North Korean hackers accelerate sophisticated campaigns with AI deepfake against the crypto industry

Hackers linked to the North Korean regime are deploying new, more sophisticated attack tactics against cryptocurrency professionals using deepfake videos generated with artificial intelligence. According to recent reports, these hackers are able to deceive their targets by impersonating trusted individuals through digitally manipulated video calls, forcing the installation of malware on their devices. The operation represents a significant escalation in the cyber warfare against the cryptocurrency community, combining social engineering techniques with cutting-edge technologies.

Visual Deception: How These Sophisticated Campaigns Operate

Martin Kuchař, one of the main organizers of BTC Prague, was a victim of this advanced attack method. Cybercriminals established initial contact through compromised Telegram accounts, using deepfake video calls to impersonate known contacts. The trick employed leverages a common pretext: convincing the victim that they need to install an “audio plugin” to fix technical issues on platforms like Zoom. Once installed, the supposedly harmless software opens the door to full control of the compromised device.

This identity theft methodology through video fakes has evolved thanks to advances in voice cloning and synthetic image technology. Attackers carefully research their targets on social media and professional platforms before executing the attack, selecting high-value victims within the crypto industry.

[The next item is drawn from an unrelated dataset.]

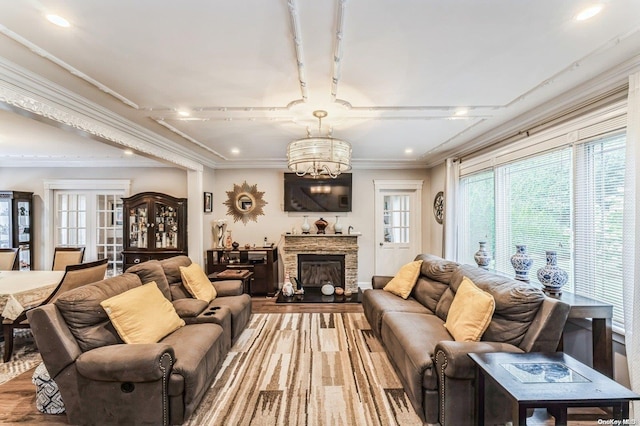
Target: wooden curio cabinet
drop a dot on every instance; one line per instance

Malicious Code Capabilities and Deployment

Security research firm Huntress has conducted an in-depth analysis of the malicious scripts used in these operations. The codes execute multi-stage infections specifically designed for macOS systems, deploying multiple dangerous functionalities progressively.

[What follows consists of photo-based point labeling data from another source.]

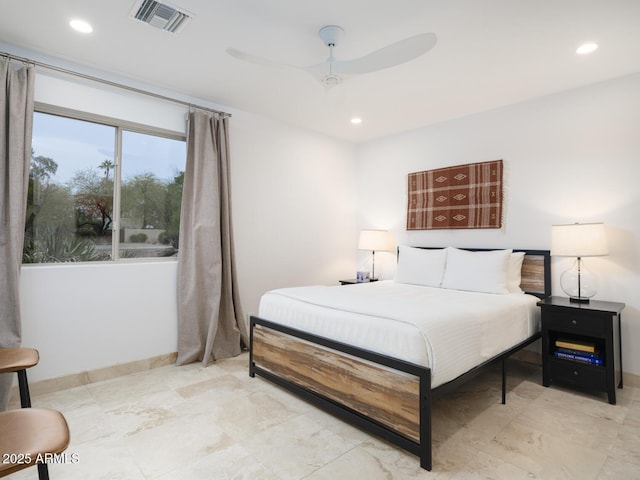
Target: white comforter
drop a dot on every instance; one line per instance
(449, 331)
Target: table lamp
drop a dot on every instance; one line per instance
(375, 240)
(578, 240)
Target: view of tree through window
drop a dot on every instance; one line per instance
(74, 184)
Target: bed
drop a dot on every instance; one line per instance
(376, 354)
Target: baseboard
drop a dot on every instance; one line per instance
(91, 376)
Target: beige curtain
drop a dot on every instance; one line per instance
(210, 321)
(16, 123)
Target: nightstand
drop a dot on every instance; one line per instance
(351, 281)
(581, 344)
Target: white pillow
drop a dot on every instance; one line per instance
(420, 266)
(485, 272)
(514, 275)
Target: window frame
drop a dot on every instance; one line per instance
(119, 125)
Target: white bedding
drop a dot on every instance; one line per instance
(450, 331)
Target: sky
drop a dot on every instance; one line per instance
(78, 145)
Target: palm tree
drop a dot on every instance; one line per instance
(106, 166)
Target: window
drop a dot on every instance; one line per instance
(86, 205)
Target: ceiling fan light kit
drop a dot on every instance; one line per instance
(395, 54)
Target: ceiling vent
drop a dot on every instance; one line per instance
(160, 15)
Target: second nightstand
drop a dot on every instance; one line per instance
(581, 344)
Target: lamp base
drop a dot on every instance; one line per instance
(578, 300)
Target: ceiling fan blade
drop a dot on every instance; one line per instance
(389, 56)
(247, 57)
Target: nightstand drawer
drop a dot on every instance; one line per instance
(575, 322)
(575, 373)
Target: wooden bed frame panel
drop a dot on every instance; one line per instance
(386, 396)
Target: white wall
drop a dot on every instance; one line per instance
(569, 157)
(294, 207)
(293, 201)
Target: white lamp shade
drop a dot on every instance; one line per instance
(376, 240)
(579, 240)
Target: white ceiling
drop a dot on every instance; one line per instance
(489, 53)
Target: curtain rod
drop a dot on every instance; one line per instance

Once inside the device, the malware establishes backdoors to maintain persistent access even after the user discovers the infection. The code also logs every keystroke, capturing passwords, recovery phrases, and sensitive data. Additionally, the malware accesses the device’s clipboard content, extracting wallet addresses and private keys that have been recently copied. The ultimate goal is to compromise encrypted wallet assets stored on the machine.

Lazarus Group: The Organization Behind the Campaign

Security investigators have confidently attributed these operations to Lazarus Group, also known as BlueNoroff, a hacking organization directly sponsored by the North Korean state. This group has been responsible for some of the most notable cyberattacks against the cryptocurrency industry in recent years, including massive exchange thefts and DeFi protocol compromises.

The security team at SlowMist, a blockchain defense firm, has confirmed that these campaigns exhibit patterns consistent with previous Lazarus Group operations. The hackers demonstrate deep knowledge of crypto infrastructure, specifically targeting technical professionals, developers, and wallet operators with access to significant assets. The coordination and resources behind these operations confirm state sponsorship.

The Growing Threat of Deepfake in Identity Verification

Security analyses reveal a concerning trend: deepfake and voice cloning technologies have reached a level of sophistication where images and videos can no longer be considered reliable proof of authenticity. In the past, a video call was considered a relatively secure way to verify a contact’s identity. Today, these hackers demonstrate that digital fakes can be virtually indistinguishable from the real thing.

This fundamental shift in the threat landscape forces the crypto industry to completely rethink its security protocols. Visual trust is no longer sufficient. Crypto professionals must implement multi-layered identity verification methods that do not rely solely on visual or auditory confirmation.

Critical Defensive Measures for Crypto Professionals

In light of these hackers’ sophistication, the community must adopt more robust security practices. Multi-factor authentication is essential: any asset transfer should require multiple independent verifications, ideally through completely separate channels.

Implementing hardware security keys (such as YubiKeys) for accessing wallets and critical services is recommended, eliminating vulnerabilities from passwords captured by keyloggers. Users should be wary of any unexpected requests to install software, even if they come from seemingly trusted contacts. Verifying these requests through alternative communication channels is crucial.

Furthermore, crypto professionals should consider using dedicated devices for sensitive wallet operations, keeping these machines isolated from video conferencing apps or social media networks. The industry must stay vigilant against evolving tactics from these hackers, sharing indicators of compromise and keeping systems updated with the latest security patches.